While it is easy to get bogged down in how the rankings were made – and WalletHub describes their methodology – I have a different question this time. Not all rankings of places include the worst places or less desirable places. What is the purpose or outcome of showing all the locations?
One reason could be simply wanting to share all the data. If you calculate all the rankings, why not publish all the results? To see how the rankings worked out, people might expect to see everything. Contrast this with the approach of Money where they show the top 100 places to live. On this list, many places are left out while only the best are highlighted.
In terms of outcomes, what does this list do the cities at the bottom of the list? Three of the cities are in the Rust Belt and two others are in West Virginia which faces similar issues. I am not sure these rankings would be a surprise to the leaders of these cities but it still could be demoralizing.
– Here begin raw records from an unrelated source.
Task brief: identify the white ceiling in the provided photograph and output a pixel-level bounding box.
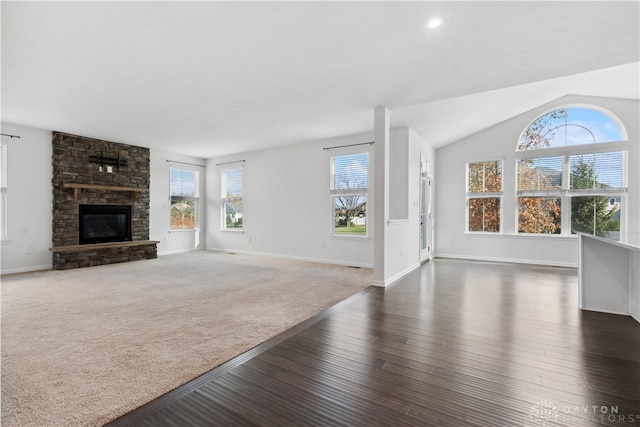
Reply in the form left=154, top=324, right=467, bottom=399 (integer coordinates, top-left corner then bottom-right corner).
left=1, top=1, right=640, bottom=158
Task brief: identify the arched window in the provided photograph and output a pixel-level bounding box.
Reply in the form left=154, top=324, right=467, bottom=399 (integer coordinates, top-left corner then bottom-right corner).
left=517, top=107, right=623, bottom=151
left=516, top=107, right=627, bottom=240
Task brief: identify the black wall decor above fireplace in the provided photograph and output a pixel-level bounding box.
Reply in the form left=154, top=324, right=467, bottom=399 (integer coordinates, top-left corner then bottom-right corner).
left=79, top=205, right=131, bottom=245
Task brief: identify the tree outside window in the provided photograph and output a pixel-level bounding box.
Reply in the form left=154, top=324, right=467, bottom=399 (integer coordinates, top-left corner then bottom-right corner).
left=467, top=160, right=502, bottom=233
left=516, top=107, right=626, bottom=240
left=330, top=152, right=369, bottom=236
left=221, top=167, right=244, bottom=230
left=170, top=167, right=200, bottom=230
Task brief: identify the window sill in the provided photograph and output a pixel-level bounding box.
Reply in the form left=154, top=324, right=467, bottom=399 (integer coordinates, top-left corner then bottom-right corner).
left=464, top=231, right=578, bottom=239
left=329, top=234, right=369, bottom=240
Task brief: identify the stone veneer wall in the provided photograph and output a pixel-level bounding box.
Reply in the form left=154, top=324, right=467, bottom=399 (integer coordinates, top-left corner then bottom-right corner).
left=52, top=132, right=157, bottom=269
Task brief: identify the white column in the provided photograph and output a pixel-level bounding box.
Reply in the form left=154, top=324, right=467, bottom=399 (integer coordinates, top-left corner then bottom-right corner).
left=373, top=107, right=389, bottom=286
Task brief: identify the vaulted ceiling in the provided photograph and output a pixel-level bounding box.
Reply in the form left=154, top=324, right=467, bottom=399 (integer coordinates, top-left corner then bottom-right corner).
left=1, top=1, right=640, bottom=158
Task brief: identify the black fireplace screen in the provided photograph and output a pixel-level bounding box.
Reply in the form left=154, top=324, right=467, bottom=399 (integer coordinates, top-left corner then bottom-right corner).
left=79, top=205, right=131, bottom=245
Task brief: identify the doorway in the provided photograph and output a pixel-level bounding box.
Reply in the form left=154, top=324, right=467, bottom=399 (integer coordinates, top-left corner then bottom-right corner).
left=420, top=156, right=433, bottom=263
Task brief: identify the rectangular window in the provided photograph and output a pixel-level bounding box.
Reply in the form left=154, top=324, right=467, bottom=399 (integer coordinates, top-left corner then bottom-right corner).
left=571, top=196, right=620, bottom=240
left=517, top=151, right=626, bottom=240
left=170, top=167, right=200, bottom=230
left=467, top=160, right=502, bottom=233
left=330, top=152, right=369, bottom=236
left=518, top=197, right=562, bottom=234
left=0, top=144, right=8, bottom=240
left=220, top=167, right=243, bottom=230
left=517, top=157, right=562, bottom=191
left=569, top=151, right=622, bottom=190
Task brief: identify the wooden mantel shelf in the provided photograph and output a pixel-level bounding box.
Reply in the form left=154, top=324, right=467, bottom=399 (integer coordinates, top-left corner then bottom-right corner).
left=62, top=182, right=149, bottom=202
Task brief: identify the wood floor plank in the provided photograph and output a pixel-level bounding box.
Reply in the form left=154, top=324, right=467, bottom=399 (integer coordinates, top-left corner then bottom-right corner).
left=111, top=259, right=640, bottom=427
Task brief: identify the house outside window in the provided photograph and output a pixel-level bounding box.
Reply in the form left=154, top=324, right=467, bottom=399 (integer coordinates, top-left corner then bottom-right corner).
left=466, top=160, right=502, bottom=233
left=169, top=167, right=200, bottom=230
left=330, top=152, right=369, bottom=237
left=516, top=107, right=627, bottom=240
left=220, top=167, right=244, bottom=231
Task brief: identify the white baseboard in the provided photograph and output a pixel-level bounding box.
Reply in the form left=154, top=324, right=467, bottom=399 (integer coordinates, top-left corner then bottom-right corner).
left=372, top=263, right=420, bottom=288
left=434, top=253, right=578, bottom=268
left=206, top=248, right=373, bottom=268
left=0, top=264, right=53, bottom=276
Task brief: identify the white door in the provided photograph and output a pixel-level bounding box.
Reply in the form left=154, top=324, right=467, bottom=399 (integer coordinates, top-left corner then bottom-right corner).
left=420, top=160, right=433, bottom=262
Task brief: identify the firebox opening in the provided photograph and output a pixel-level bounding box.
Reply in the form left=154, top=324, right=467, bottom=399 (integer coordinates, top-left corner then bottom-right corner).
left=79, top=205, right=131, bottom=245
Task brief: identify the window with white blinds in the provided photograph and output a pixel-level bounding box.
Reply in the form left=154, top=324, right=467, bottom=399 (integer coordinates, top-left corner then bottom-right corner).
left=329, top=152, right=369, bottom=236
left=569, top=151, right=623, bottom=191
left=170, top=167, right=200, bottom=230
left=220, top=167, right=244, bottom=230
left=516, top=107, right=627, bottom=240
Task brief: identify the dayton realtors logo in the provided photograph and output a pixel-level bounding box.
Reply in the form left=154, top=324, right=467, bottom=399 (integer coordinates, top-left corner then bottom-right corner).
left=529, top=400, right=640, bottom=426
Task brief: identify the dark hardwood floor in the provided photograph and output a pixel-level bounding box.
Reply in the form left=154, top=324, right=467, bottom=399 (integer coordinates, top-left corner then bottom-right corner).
left=111, top=259, right=640, bottom=427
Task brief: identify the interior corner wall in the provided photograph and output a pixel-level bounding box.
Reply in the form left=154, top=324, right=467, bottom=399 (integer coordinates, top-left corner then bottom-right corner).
left=149, top=149, right=206, bottom=256
left=0, top=123, right=53, bottom=274
left=435, top=95, right=640, bottom=267
left=206, top=134, right=374, bottom=267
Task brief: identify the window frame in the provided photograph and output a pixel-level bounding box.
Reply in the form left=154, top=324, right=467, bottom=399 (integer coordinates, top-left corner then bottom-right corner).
left=514, top=105, right=631, bottom=240
left=465, top=158, right=504, bottom=235
left=329, top=147, right=373, bottom=239
left=169, top=164, right=201, bottom=233
left=220, top=166, right=245, bottom=232
left=0, top=141, right=9, bottom=242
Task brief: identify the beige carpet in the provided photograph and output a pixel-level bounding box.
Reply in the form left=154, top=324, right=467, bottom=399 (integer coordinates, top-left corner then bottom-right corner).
left=1, top=251, right=372, bottom=427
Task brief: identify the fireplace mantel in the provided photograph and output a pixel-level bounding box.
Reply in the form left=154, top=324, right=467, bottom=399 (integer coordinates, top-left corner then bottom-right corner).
left=62, top=182, right=149, bottom=202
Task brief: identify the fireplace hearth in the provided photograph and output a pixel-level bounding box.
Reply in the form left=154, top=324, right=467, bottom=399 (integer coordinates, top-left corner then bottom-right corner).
left=78, top=205, right=131, bottom=245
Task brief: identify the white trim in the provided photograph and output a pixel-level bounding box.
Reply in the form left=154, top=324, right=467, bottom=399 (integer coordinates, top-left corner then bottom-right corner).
left=434, top=253, right=578, bottom=268
left=372, top=262, right=420, bottom=288
left=203, top=248, right=373, bottom=269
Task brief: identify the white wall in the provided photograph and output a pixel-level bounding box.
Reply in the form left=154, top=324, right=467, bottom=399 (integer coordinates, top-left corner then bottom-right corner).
left=435, top=96, right=640, bottom=266
left=149, top=149, right=206, bottom=255
left=0, top=123, right=53, bottom=274
left=206, top=134, right=373, bottom=267
left=0, top=123, right=206, bottom=274
left=206, top=128, right=435, bottom=284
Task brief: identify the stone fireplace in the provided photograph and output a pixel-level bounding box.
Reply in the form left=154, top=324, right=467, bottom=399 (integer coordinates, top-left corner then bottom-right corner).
left=52, top=132, right=158, bottom=270
left=78, top=205, right=131, bottom=245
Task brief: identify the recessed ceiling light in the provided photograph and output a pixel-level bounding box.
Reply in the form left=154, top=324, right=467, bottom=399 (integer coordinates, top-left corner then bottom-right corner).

Realistically, are there ways that cities toward the bottom of the list could enact changes that would significantly change the rankings over a short period? A rankings list could motivate places, leaders, and residents. Yet, it is difficult to make it up rankings list and turn around reputations that are well established.
I wonder if such lists simply serve to add to the shame or negative reputations of the places at the bottom. The data may be more complete but how does this help Detroit or the others at the bottom?